ドル売り優勢、米中閣僚級通商協議を控えて調整圧力=ロンドン為替概況
ドル売り優勢、米中閣僚級通商協議を控えて調整圧力=ロンドン為替概況
10日のロンドン市場は、ドル売りが優勢。ユーロドルが口火を切って上昇し、それにポンドや豪ドルなどの主要通貨が追随する格好となっている。そのなかで、ドル円の下げは限定的。ドル指数は1週間ぶりの水準に低下している。米中閣僚級通商協議を控えて、このところ続いた緩やかなドル高の動きに調整が入った。ユーロドルは1.09台後半から1.1030台へと上昇。これに続いてポンドドルは1.22台前半から1.2260台まで一時上昇。豪ドル/ドルは0.67台半ばから0.6770近辺へと上昇。いずれも本日の高値を伸ばしている。ドル円は107.50近辺から107.40近辺へと小幅の下げにとどまっている。欧州株は方向性がはっきりしない動き。米株先物は東京朝方の下げから前日終値水準へと戻しているが、さらに上値を試す勢いはみられていない。米10年債利回りは1.59%近辺へと小幅に上昇。各市場まちまちの値動き。
ドル円は107円台半ばでの取引。東京朝方に107円台で激しく振幅したが、東京午後には107円台半ばに落ち着いた。米中閣僚級通商協議を控えて様子見ムードとなっている。ロンドン市場ではユーロドルの上昇など、ドル売り圧力が優勢だが、ドル円は10銭程度の小幅の下げにとどまっている。
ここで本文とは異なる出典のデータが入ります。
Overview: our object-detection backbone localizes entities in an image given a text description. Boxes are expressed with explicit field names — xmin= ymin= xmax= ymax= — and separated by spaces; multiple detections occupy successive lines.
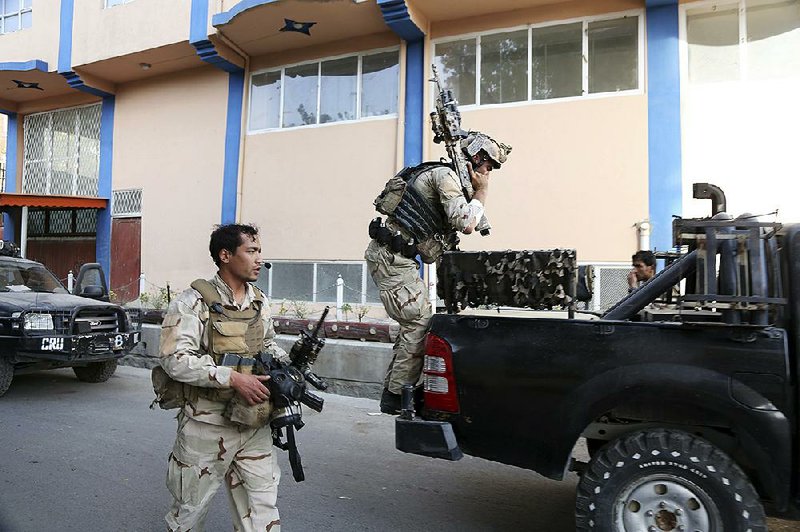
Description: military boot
xmin=381 ymin=388 xmax=400 ymax=416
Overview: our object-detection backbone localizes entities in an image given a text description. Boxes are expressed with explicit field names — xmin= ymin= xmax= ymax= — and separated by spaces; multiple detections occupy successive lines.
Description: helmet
xmin=461 ymin=131 xmax=511 ymax=169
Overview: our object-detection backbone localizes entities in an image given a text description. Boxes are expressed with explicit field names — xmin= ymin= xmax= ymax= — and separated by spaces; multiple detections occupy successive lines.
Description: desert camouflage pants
xmin=165 ymin=413 xmax=281 ymax=532
xmin=364 ymin=240 xmax=432 ymax=394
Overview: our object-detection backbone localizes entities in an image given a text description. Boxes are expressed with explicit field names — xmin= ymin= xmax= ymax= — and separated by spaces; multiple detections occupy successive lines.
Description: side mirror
xmin=78 ymin=284 xmax=106 ymax=299
xmin=72 ymin=262 xmax=108 ymax=301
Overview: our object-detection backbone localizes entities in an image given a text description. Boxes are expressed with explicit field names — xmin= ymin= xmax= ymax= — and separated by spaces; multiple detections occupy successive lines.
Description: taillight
xmin=422 ymin=333 xmax=458 ymax=412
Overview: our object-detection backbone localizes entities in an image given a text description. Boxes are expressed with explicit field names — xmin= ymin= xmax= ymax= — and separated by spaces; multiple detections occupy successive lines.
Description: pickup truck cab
xmin=396 ymin=189 xmax=800 ymax=532
xmin=0 ymin=241 xmax=141 ymax=396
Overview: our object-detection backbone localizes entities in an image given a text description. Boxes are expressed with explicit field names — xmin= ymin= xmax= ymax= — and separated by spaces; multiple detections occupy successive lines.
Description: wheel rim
xmin=614 ymin=474 xmax=722 ymax=532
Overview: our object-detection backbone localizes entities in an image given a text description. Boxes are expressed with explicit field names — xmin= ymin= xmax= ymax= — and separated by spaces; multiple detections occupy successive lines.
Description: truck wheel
xmin=0 ymin=358 xmax=14 ymax=397
xmin=72 ymin=360 xmax=117 ymax=382
xmin=575 ymin=429 xmax=767 ymax=532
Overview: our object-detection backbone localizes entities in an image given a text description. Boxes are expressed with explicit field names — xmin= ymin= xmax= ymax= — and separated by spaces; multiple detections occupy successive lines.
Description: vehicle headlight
xmin=23 ymin=312 xmax=54 ymax=331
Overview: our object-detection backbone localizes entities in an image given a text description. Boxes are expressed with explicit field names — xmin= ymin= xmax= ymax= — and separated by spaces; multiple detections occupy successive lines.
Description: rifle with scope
xmin=430 ymin=65 xmax=492 ymax=236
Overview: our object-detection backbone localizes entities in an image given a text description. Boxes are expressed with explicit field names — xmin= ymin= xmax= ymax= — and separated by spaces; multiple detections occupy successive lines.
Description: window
xmin=22 ymin=104 xmax=101 ymax=196
xmin=686 ymin=0 xmax=800 ymax=83
xmin=0 ymin=0 xmax=33 ymax=34
xmin=434 ymin=15 xmax=643 ymax=105
xmin=256 ymin=261 xmax=380 ymax=304
xmin=249 ymin=50 xmax=400 ymax=131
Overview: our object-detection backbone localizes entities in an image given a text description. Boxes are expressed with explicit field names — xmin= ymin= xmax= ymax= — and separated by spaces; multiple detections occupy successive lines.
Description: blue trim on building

ユーロドルは1.10台前半での取引。ロンドン序盤に1.0980台から1.10の大台を回復すると、その後も買われ続けている。足元では高値を1.1034レベルまで伸ばした。9月20日以来のユーロ高・ドル安水準となっている。ユーロ円は堅調。118.10付近での揉み合いを上放れると東京午前の高値を上回り、118.53レベルまで買われた。欧州株動向は不安定で特段のリスク選好ムードはみられていない。米中閣僚級通商協議の不確定材料を控えて、ポジション調整が入っているもよう。8月のドイツ貿易・経常収支はいずれも前回から黒字幅が縮小したが、特段の反応はなかった。
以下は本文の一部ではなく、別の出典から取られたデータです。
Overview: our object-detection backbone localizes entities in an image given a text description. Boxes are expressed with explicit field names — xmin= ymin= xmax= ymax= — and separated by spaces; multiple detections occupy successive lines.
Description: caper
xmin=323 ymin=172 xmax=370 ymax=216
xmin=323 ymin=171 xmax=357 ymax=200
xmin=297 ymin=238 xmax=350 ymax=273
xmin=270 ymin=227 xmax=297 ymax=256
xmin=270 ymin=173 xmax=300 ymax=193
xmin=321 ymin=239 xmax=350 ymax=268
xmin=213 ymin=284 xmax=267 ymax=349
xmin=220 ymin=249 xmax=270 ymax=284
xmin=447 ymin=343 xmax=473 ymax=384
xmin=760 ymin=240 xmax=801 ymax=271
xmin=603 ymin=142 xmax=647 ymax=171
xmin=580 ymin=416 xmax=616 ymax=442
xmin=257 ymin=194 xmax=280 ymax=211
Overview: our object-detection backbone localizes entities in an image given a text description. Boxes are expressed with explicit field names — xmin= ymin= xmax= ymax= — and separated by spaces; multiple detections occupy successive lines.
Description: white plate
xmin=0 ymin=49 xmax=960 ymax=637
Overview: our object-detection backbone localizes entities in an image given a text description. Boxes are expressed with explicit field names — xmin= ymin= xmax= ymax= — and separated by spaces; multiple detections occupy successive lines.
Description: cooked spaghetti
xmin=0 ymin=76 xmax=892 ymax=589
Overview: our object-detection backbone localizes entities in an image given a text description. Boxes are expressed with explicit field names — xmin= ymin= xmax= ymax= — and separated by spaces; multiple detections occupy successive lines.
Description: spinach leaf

ポンドドルは1.22台半ばでの取引。ユーロドルの上昇に連れて買われており、1.2220近辺から1.2266レベルまで買われた。その後は1.2250近辺と上昇は一服。ポンド円は131.30-50レベルでの揉み合いから一時131.75レベルまで買われたが、その後は買いの勢いは落ち着いた。8月の英鉱工業生産は前月比-0.6%と事前予想および前回の+0.1%から落ち込んだ。前年比は-1.8%と事前予想-0.8%および前回の-1.1%(-0.8%から下方修正)を下回った。一時ポンド売りの反応がみられたが、すぐに買い戻しが入っていた。カーニー英中銀総裁は、基調的な成長ペースはやや緩んできている、英中銀はあらゆるブレグジットの緊急事態に備えている、と述べた。